The Japanese planes swept on Darwin from the south and east, duplicating a tactic used at Pearl Harbor. Most were carrier-based, others came from bases in Indonesia.

At first they were cheered, as a flight of U.S. planes had been expected.

“We only realised it was the Japanese when the ack-ack guns started to go off,” said Jack Gamble, 71, a signalman stationed there.

Historians say the toll would have been higher if Darwin had not been evacuated by a nervous government five days after Pearl Harbor.

Some 2,000 people, mostly military personnel, were left behind – but they were unprepared for battle.

Few had ammunition, and their rifles were still swabbed in packing grease. Veterans say Japan could have taken Darwin in a matter of hours.

Organisers of the commemorations of the bombing have been concerned about protests by veterans and calls for Japan to apologise for the bombing, a feature of the anniversaries of Pearl Harbor last December 7 and the fall of Singapore on Saturday.

Marshall Perron, Chief Minister of the Northern Territory, last year met with local veterans’ groups and Japan’s ambassador to Australia before announcing Darwin would skirt the issue by not inviting Japanese officials.

“Both offered the opinion that the events of 1942-45 remain sufficiently sensitive to Australian veterans that any official Japanese delegation at our planned services of commemoration would not be appropriate,” Perron said after the talks.

The reaction highlights the schism evident in the way Australians view Japan.

Japan is Australia’s largest trading partner. Business and political leaders consider its links with Australia vital.
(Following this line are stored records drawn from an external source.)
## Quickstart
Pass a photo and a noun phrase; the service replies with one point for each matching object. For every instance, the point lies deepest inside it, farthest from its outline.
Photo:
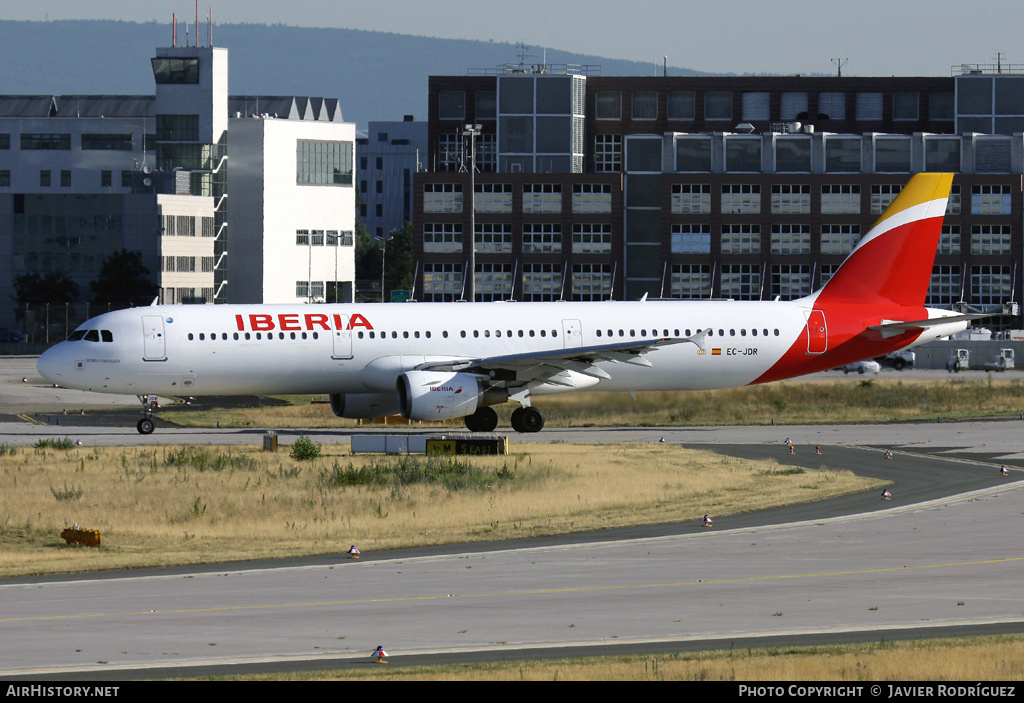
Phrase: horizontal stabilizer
(894, 327)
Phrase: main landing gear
(523, 420)
(151, 403)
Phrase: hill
(377, 75)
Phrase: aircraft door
(154, 342)
(342, 339)
(817, 334)
(571, 333)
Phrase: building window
(542, 199)
(905, 106)
(832, 105)
(944, 288)
(441, 237)
(542, 281)
(542, 238)
(324, 163)
(442, 198)
(690, 238)
(883, 194)
(790, 281)
(742, 154)
(892, 156)
(592, 238)
(942, 155)
(494, 238)
(740, 199)
(591, 199)
(791, 199)
(953, 205)
(990, 284)
(793, 155)
(949, 240)
(691, 199)
(441, 281)
(451, 104)
(681, 105)
(644, 105)
(740, 238)
(46, 141)
(177, 128)
(841, 199)
(741, 281)
(608, 152)
(117, 142)
(608, 105)
(494, 281)
(690, 280)
(493, 198)
(842, 155)
(718, 105)
(791, 238)
(591, 281)
(839, 239)
(868, 106)
(990, 200)
(989, 239)
(693, 154)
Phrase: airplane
(435, 361)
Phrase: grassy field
(796, 402)
(162, 506)
(963, 659)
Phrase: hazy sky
(879, 37)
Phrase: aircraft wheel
(527, 420)
(484, 420)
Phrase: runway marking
(546, 591)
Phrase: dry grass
(793, 402)
(171, 506)
(964, 659)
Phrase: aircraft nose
(50, 364)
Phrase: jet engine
(442, 395)
(364, 405)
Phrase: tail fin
(894, 260)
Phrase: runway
(941, 558)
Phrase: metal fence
(50, 323)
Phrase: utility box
(270, 441)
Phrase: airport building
(229, 199)
(390, 155)
(590, 187)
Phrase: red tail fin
(894, 260)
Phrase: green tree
(55, 289)
(124, 281)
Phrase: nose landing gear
(151, 403)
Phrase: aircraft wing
(544, 366)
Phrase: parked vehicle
(868, 366)
(898, 360)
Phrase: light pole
(472, 131)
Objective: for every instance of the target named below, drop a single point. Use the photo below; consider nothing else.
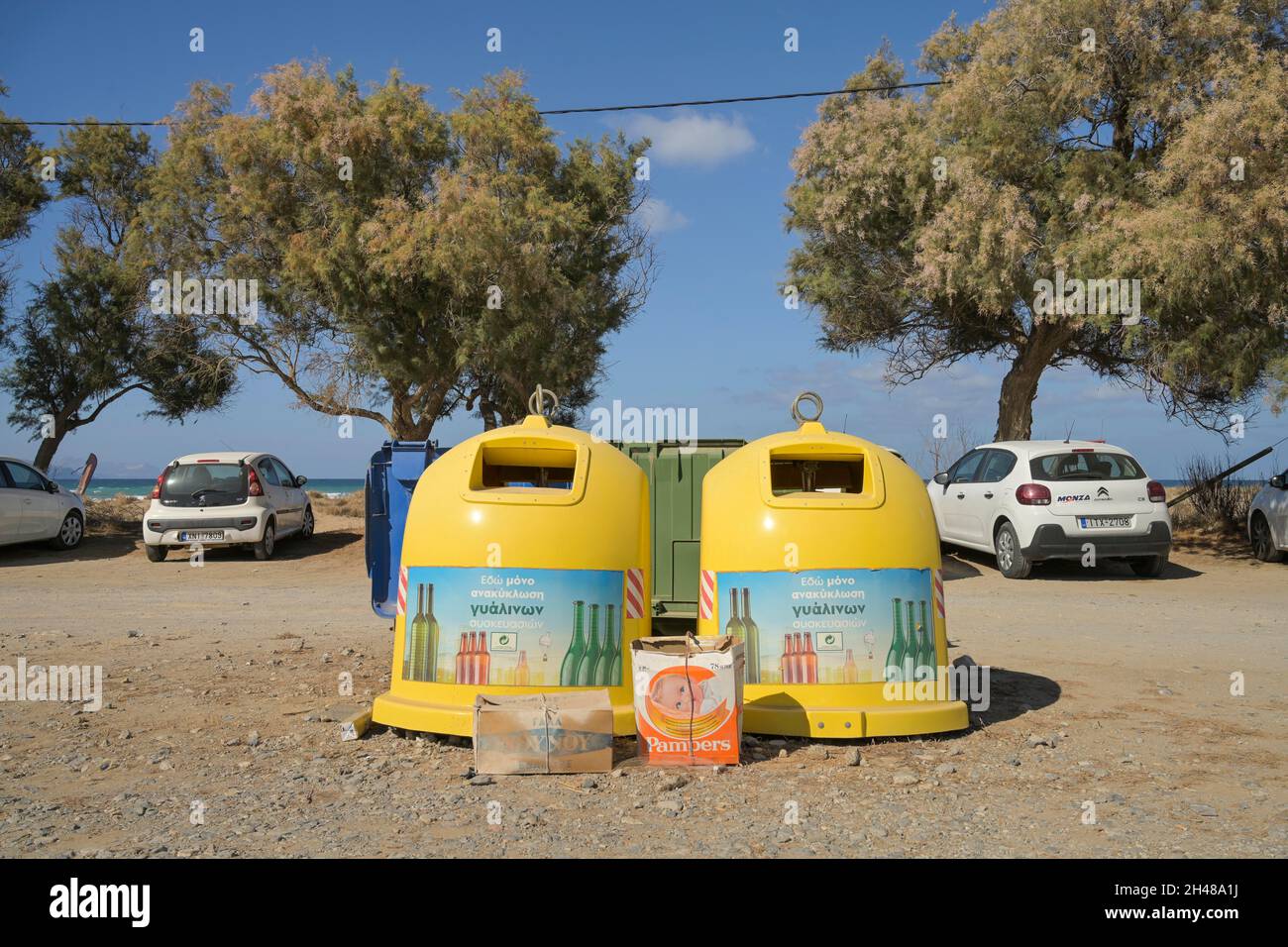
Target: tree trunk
(1020, 385)
(50, 445)
(48, 449)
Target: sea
(107, 487)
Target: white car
(1267, 519)
(223, 499)
(35, 508)
(1033, 500)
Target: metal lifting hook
(798, 415)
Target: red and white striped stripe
(634, 592)
(707, 594)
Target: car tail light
(1033, 495)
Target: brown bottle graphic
(460, 661)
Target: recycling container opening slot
(815, 474)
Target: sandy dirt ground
(1112, 697)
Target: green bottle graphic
(926, 660)
(751, 635)
(590, 660)
(608, 652)
(910, 654)
(568, 669)
(734, 625)
(419, 638)
(432, 637)
(894, 657)
(614, 669)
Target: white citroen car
(34, 508)
(1267, 519)
(223, 499)
(1033, 500)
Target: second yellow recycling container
(524, 570)
(820, 552)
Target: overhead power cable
(583, 111)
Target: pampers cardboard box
(688, 699)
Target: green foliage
(1113, 162)
(88, 338)
(375, 289)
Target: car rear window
(1086, 466)
(204, 484)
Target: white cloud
(694, 140)
(660, 217)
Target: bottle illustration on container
(432, 635)
(482, 661)
(894, 657)
(751, 639)
(590, 660)
(734, 625)
(810, 660)
(419, 638)
(911, 647)
(460, 661)
(608, 652)
(568, 669)
(926, 660)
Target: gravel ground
(1111, 699)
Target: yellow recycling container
(524, 570)
(820, 552)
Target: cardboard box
(544, 733)
(688, 699)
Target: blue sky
(713, 334)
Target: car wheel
(1263, 541)
(1149, 566)
(69, 534)
(1012, 561)
(265, 548)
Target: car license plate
(1104, 522)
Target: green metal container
(675, 474)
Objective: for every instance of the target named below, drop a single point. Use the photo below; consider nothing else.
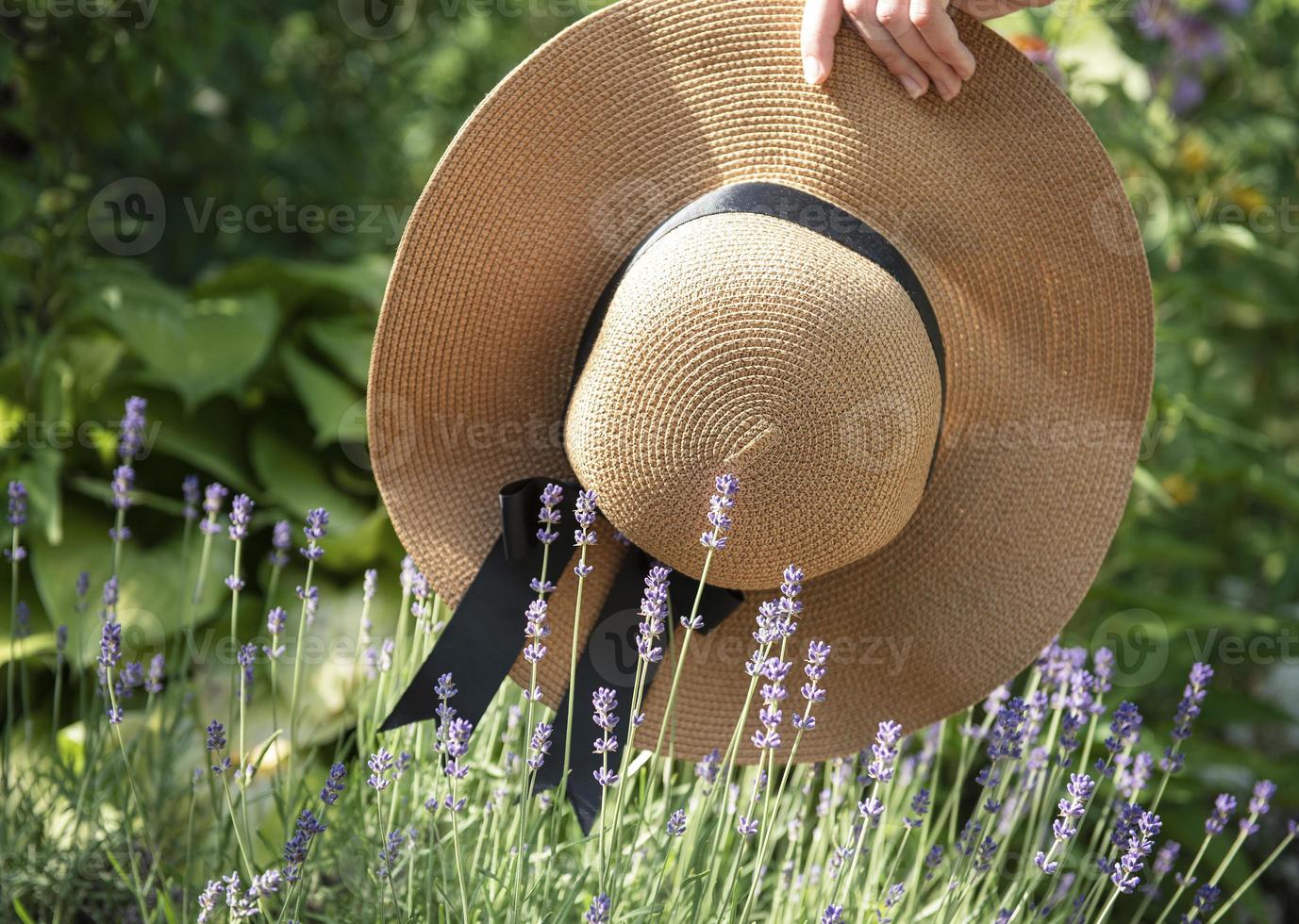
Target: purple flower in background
(885, 751)
(21, 620)
(212, 499)
(552, 496)
(314, 530)
(536, 630)
(124, 479)
(457, 747)
(130, 441)
(110, 644)
(379, 766)
(1223, 807)
(1259, 805)
(599, 911)
(654, 611)
(833, 914)
(190, 497)
(241, 514)
(156, 676)
(1141, 841)
(17, 503)
(296, 848)
(247, 657)
(1067, 824)
(281, 541)
(540, 745)
(719, 513)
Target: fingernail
(812, 71)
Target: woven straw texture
(1002, 202)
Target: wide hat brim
(1003, 203)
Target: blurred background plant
(199, 206)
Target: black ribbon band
(485, 635)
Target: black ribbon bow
(485, 637)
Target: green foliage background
(252, 347)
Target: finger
(895, 16)
(936, 26)
(861, 16)
(820, 25)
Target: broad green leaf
(335, 409)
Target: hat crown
(746, 343)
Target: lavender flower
(885, 751)
(536, 631)
(130, 440)
(158, 674)
(585, 534)
(241, 514)
(314, 530)
(17, 503)
(124, 479)
(281, 541)
(190, 497)
(379, 766)
(540, 745)
(1223, 807)
(1259, 803)
(298, 847)
(654, 611)
(1141, 841)
(599, 911)
(719, 513)
(334, 784)
(1071, 816)
(212, 499)
(552, 495)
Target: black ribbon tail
(485, 635)
(609, 659)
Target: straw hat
(948, 496)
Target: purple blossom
(536, 630)
(334, 784)
(281, 541)
(212, 499)
(599, 911)
(154, 683)
(314, 530)
(1259, 805)
(540, 745)
(548, 517)
(130, 440)
(17, 503)
(719, 513)
(1223, 807)
(241, 514)
(1141, 841)
(885, 751)
(190, 497)
(124, 479)
(379, 766)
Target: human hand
(916, 39)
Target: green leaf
(197, 348)
(155, 585)
(335, 409)
(347, 343)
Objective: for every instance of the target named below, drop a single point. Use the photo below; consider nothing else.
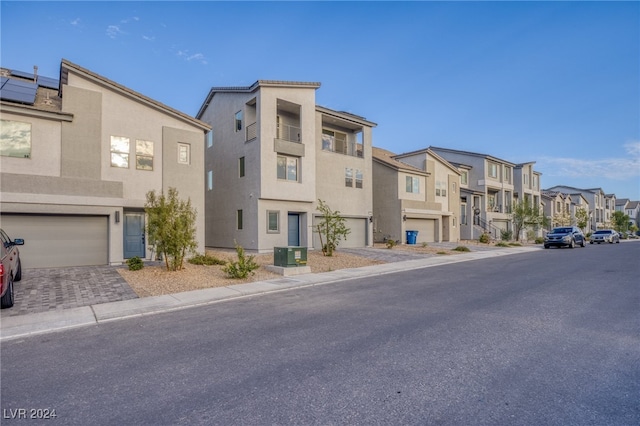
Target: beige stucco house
(273, 155)
(79, 154)
(417, 191)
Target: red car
(10, 269)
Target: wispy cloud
(620, 168)
(113, 31)
(198, 57)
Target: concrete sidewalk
(45, 322)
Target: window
(144, 155)
(239, 219)
(359, 179)
(210, 138)
(184, 153)
(507, 174)
(413, 184)
(241, 166)
(493, 170)
(119, 152)
(348, 177)
(238, 121)
(287, 168)
(273, 222)
(334, 141)
(15, 139)
(464, 178)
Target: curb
(52, 321)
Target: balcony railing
(252, 131)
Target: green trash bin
(291, 256)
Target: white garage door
(356, 238)
(54, 241)
(426, 229)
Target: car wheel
(18, 276)
(7, 299)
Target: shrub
(205, 259)
(135, 263)
(243, 267)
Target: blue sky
(557, 83)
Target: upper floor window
(464, 177)
(507, 174)
(287, 168)
(144, 155)
(241, 166)
(413, 184)
(184, 153)
(493, 170)
(238, 121)
(210, 138)
(15, 139)
(348, 177)
(119, 152)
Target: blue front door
(294, 229)
(134, 235)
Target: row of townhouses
(79, 154)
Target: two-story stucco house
(493, 179)
(78, 156)
(274, 153)
(417, 191)
(596, 201)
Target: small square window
(238, 121)
(273, 222)
(184, 153)
(210, 138)
(119, 152)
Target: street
(548, 337)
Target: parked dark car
(564, 236)
(10, 268)
(605, 236)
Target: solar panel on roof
(50, 83)
(19, 91)
(22, 74)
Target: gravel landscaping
(154, 279)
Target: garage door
(356, 238)
(426, 229)
(53, 241)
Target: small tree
(171, 225)
(582, 218)
(332, 227)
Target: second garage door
(55, 241)
(426, 229)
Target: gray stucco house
(78, 155)
(273, 154)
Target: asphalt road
(542, 338)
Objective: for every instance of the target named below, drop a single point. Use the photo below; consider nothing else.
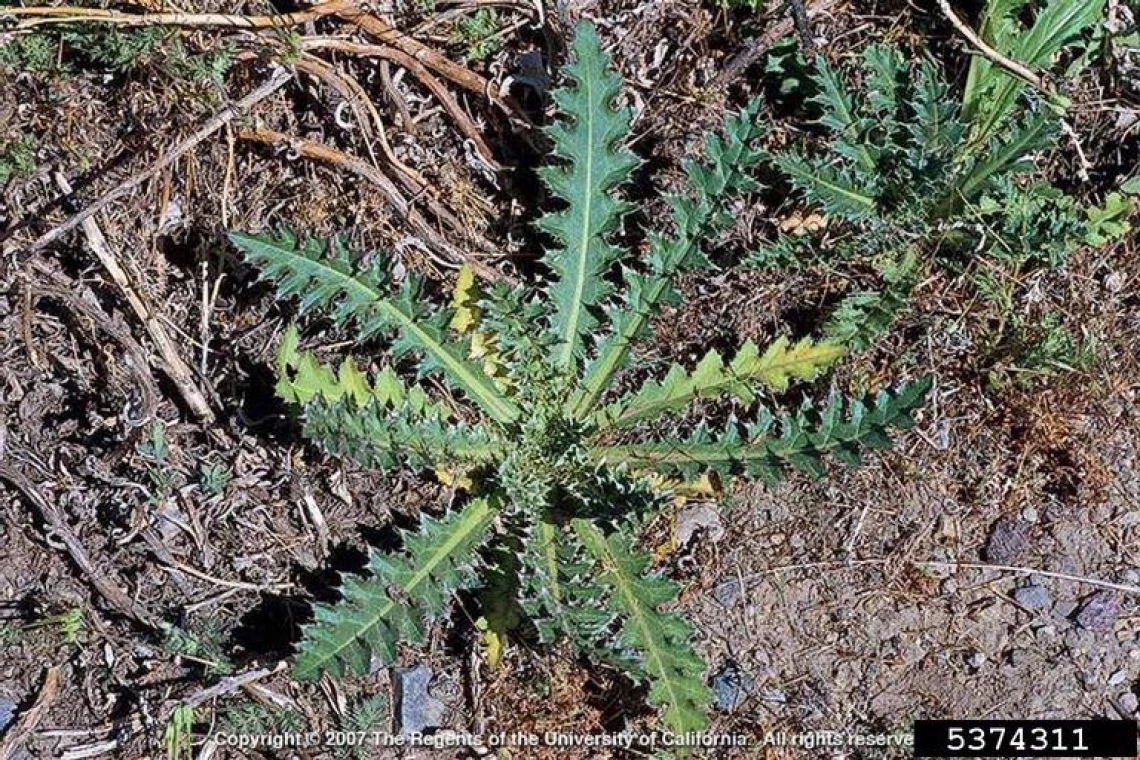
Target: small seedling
(214, 477)
(480, 32)
(17, 157)
(177, 738)
(553, 465)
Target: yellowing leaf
(465, 300)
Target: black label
(1025, 738)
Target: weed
(162, 476)
(17, 157)
(214, 477)
(480, 32)
(553, 465)
(365, 718)
(177, 738)
(206, 647)
(911, 174)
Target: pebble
(418, 709)
(1034, 597)
(731, 685)
(727, 591)
(1098, 613)
(1009, 538)
(699, 517)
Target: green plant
(554, 465)
(68, 624)
(247, 718)
(991, 96)
(206, 647)
(480, 32)
(214, 477)
(364, 718)
(17, 157)
(177, 738)
(909, 174)
(162, 476)
(30, 52)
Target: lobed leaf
(595, 165)
(775, 368)
(662, 642)
(325, 277)
(402, 594)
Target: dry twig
(413, 64)
(1014, 67)
(53, 515)
(219, 120)
(39, 16)
(177, 369)
(331, 155)
(15, 737)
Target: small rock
(1033, 597)
(774, 695)
(1098, 613)
(731, 686)
(1008, 539)
(699, 516)
(418, 709)
(727, 591)
(1064, 609)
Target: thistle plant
(554, 467)
(912, 172)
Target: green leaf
(775, 368)
(400, 597)
(991, 95)
(723, 174)
(596, 163)
(661, 640)
(410, 433)
(325, 277)
(770, 447)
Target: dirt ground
(985, 568)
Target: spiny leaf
(302, 378)
(402, 594)
(991, 94)
(661, 640)
(723, 174)
(407, 434)
(776, 367)
(326, 278)
(595, 165)
(768, 447)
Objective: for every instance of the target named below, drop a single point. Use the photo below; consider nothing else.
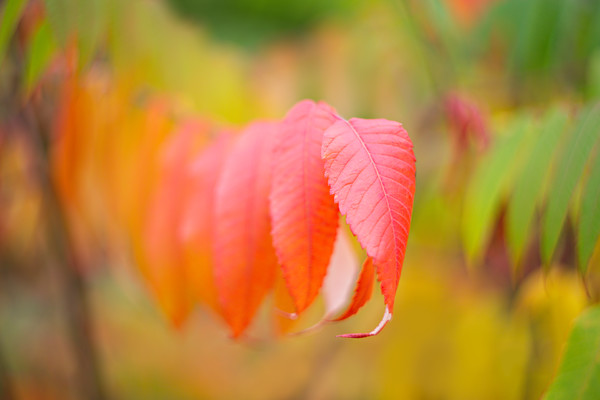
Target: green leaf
(39, 54)
(589, 219)
(486, 188)
(83, 21)
(593, 79)
(570, 168)
(62, 16)
(528, 189)
(10, 17)
(579, 372)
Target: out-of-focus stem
(6, 392)
(68, 267)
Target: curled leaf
(370, 167)
(245, 261)
(303, 213)
(363, 292)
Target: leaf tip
(387, 316)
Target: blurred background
(498, 97)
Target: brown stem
(6, 392)
(68, 268)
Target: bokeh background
(92, 91)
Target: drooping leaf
(370, 167)
(486, 189)
(303, 213)
(11, 13)
(579, 373)
(569, 170)
(363, 291)
(589, 218)
(341, 275)
(245, 261)
(528, 187)
(39, 54)
(162, 254)
(197, 224)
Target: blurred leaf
(579, 373)
(80, 21)
(446, 28)
(10, 17)
(486, 188)
(589, 218)
(569, 170)
(593, 82)
(528, 189)
(39, 54)
(62, 16)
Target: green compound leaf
(579, 372)
(569, 171)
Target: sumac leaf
(341, 274)
(568, 173)
(245, 261)
(303, 213)
(588, 230)
(363, 292)
(370, 167)
(162, 256)
(197, 225)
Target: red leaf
(245, 261)
(370, 166)
(363, 291)
(197, 225)
(162, 255)
(342, 273)
(303, 213)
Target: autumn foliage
(221, 218)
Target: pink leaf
(245, 261)
(370, 166)
(303, 213)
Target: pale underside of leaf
(303, 213)
(339, 282)
(370, 167)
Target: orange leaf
(197, 225)
(363, 291)
(303, 213)
(342, 273)
(370, 166)
(245, 261)
(162, 253)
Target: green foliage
(528, 188)
(579, 373)
(487, 188)
(80, 22)
(8, 22)
(557, 161)
(253, 22)
(568, 173)
(39, 54)
(589, 225)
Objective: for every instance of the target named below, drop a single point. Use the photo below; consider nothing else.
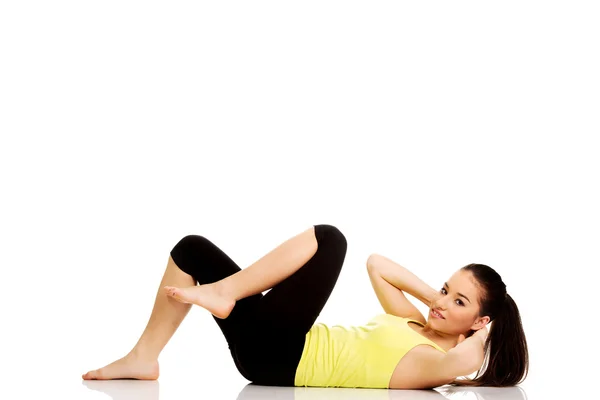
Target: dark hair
(506, 358)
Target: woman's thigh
(207, 263)
(275, 330)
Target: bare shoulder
(420, 368)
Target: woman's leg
(167, 314)
(271, 269)
(274, 335)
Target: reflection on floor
(149, 390)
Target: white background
(437, 134)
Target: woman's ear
(480, 322)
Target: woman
(274, 340)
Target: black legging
(266, 333)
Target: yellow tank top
(357, 356)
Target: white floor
(153, 391)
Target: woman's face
(458, 302)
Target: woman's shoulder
(420, 368)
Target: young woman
(274, 340)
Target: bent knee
(326, 233)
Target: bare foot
(128, 367)
(206, 296)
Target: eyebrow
(460, 294)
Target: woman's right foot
(207, 296)
(128, 367)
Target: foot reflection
(122, 389)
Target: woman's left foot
(206, 296)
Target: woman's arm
(467, 356)
(401, 278)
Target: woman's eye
(460, 303)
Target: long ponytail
(506, 357)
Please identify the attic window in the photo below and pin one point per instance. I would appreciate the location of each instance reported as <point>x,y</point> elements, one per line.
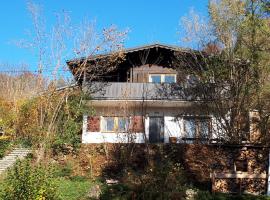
<point>162,78</point>
<point>240,165</point>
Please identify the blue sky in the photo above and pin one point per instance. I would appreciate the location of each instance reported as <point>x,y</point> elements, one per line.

But many cannot forget that Japan was the “marauding Yellow Peril” beloved of cartoonists and nationalists before and during World War II.

Australians had always feared an invasion from Asia, often to the point of paranoia. For many of that generation, Japan’s attack on Darwin bore out the fear.

“It took less than half a century for Australian policy on Japan to shift from total military confrontation to intimate economic cooperation,” the Australian Financial Review newspaper said last week.

But it added: “No mainstream Australian political party is ready to acknowledge that Australia’s future interests may depend more on Japan than the U.S.”